Figure 3. The DNA-encoded nucleosome organization of cellular respiration promoters has diverged between S. cerevisiae and C. albicans

(a) For each of the three categories defined in Fig. 1a, we created a single gene set per category that consists of all genes from all gene sets of that category. Shown is the average nucleosome occupancy in S. cerevisiae, predicted by our sequence-based model of nucleosome sequence preferences, across this unionized gene set per category. Average occupancy profiles are shown relative to the translation start site of the corresponding genes (we used translation start sites since transcription start sites are not well-annotated genome-wide for C. albicans). (b) Same as (a), but for C. albicans. (c) Same as (a), but using the in vitro map of nucleosome occupancy that we measured in S. cerevisiae. (d) Same as (c), but for C. albicans. (e) Same as (a), but using the in vivo map of nucleosome positions that we measured in S. cerevisiae. (f) Same as (e), but for C. albicans.

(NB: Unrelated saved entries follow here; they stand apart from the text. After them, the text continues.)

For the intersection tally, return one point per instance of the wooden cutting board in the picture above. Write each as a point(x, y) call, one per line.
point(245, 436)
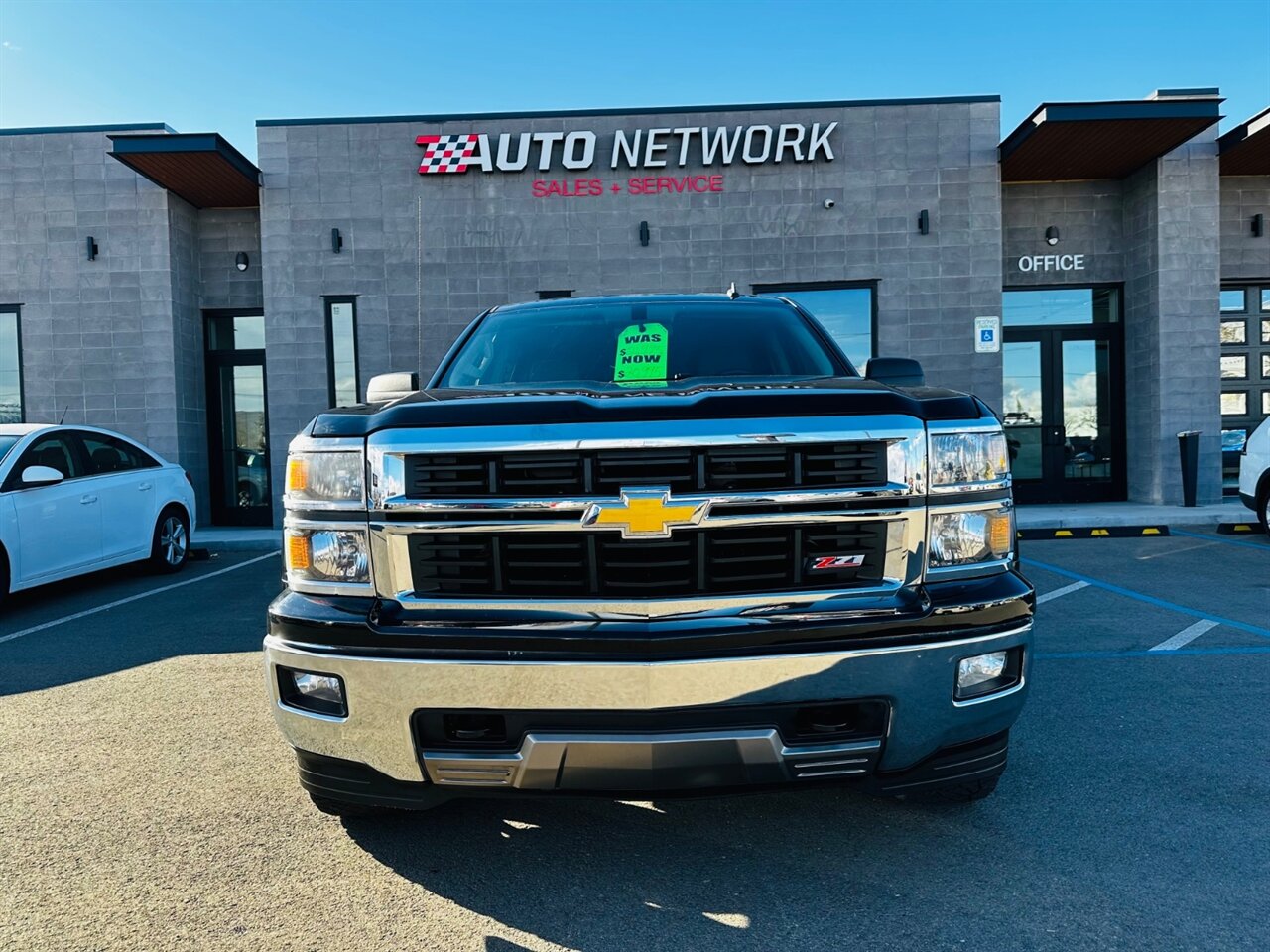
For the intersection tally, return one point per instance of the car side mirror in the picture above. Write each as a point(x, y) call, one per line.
point(896, 371)
point(390, 386)
point(41, 476)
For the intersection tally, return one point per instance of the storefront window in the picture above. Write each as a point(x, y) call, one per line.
point(1234, 403)
point(844, 311)
point(235, 333)
point(1233, 301)
point(341, 350)
point(1234, 367)
point(1234, 331)
point(10, 368)
point(1053, 306)
point(1251, 336)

Figure 4. The emergence of anaerobic yeast species coincides with an evolutionary change in the DNA-encoded nucleosome organization of cellular respiration promoters

Shown is the average nucleosome occupancy, predicted by our model of nucleosome sequence preferences, across all genes from each of the three categories of gene sets defined in Fig. 1a, for each of 12 different yeast species whose genomic sequence is available. Average nucleosome occupancy profiles are shown relative to the translation start site of the corresponding genes in each species, color-coded as in Fig. 3. Yeast species are organized according to their phylogenetic tree, aerobic and anaerobic yeast species are indicated by pink (left) and green (right) boxes, respectively, and the point in evolution where the apparent whole-genome duplication event has occurred is indicated (blue asterisk). Note that in all of the aerobic yeast species, promoters of category III genes encode a relatively more open nucleosome organization compared to promoters of category II genes, while in all of the anaerobic yeast species, the situation is reversed, and promoters of category III genes encode a relatively more closed nucleosome organization compared to promoters of category II genes.

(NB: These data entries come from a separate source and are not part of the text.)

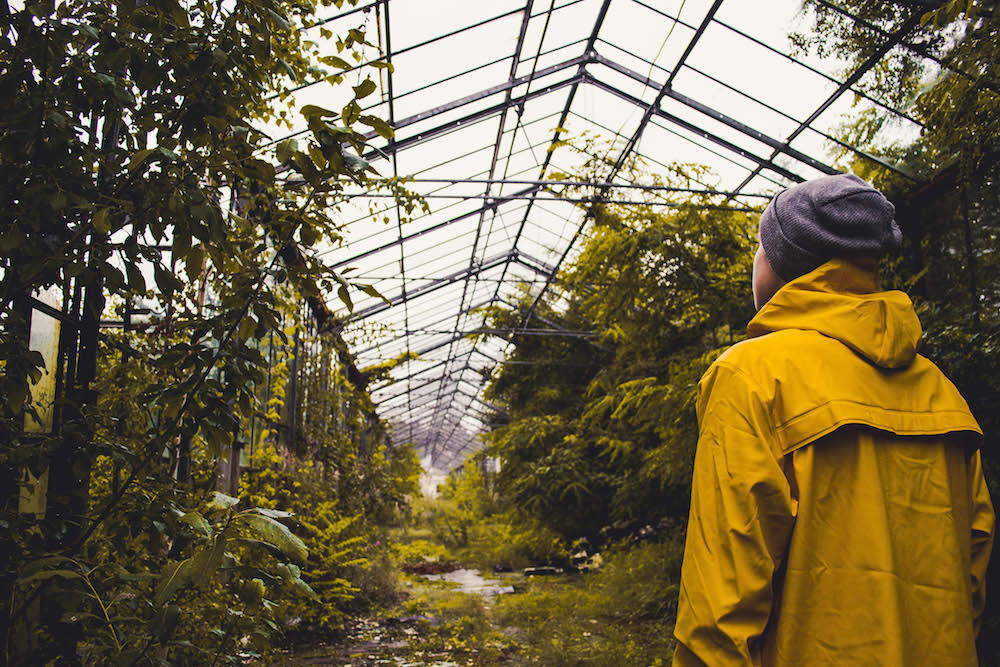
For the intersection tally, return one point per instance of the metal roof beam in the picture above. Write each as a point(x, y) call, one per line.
point(855, 76)
point(481, 304)
point(420, 137)
point(666, 91)
point(753, 157)
point(430, 287)
point(433, 228)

Figure 5. A global relationship between evolutionary changes in the DNA-encoded nucleosome organization and evolutionary changes in expression

(a) Shown is the PNDR score predicted by our model of nucleosome sequence preferences, for each ortholog from C. albicans (y-axis) and S. cerevisiae (x-axis). For orthologs that contain more than one gene in one of the species, the average PNDR score is shown. We used this plot to define four groups (“A”, “B”, “C”, and “D”), for all combinations of high (above 0.5) and low (below 0.3) PNDR scores in the two species. (b) For each of the four groups defined in (a), shown are the PNDR scores computed from the in vitro nucleosome occupancy map in C. albicans (top) and S. cerevisiae (bottom). PNDR scores are shown as the difference between the actual PNDR score of the gene group and the average PNDR score of all genes in each respective species. Note that for all groups, high and low PNDR scores predicted by the model in each species have correspondingly high and low PNDR scores in the in vitro maps, respectively. (c) Same as (b), when computing the PNDR scores using the in vivo nucleosome occupancy maps in C. albicans (top) and S. cerevisiae (bottom). Here too, for all groups, the model predictions are upheld in the in vivo nucleosome maps in each species. (d) For each of the four groups from (a), shown is the average normalized correlation between the expression of the genes from the group and the expression of the CRP genes in C. albicans (top) and S. cerevisiae (bottom).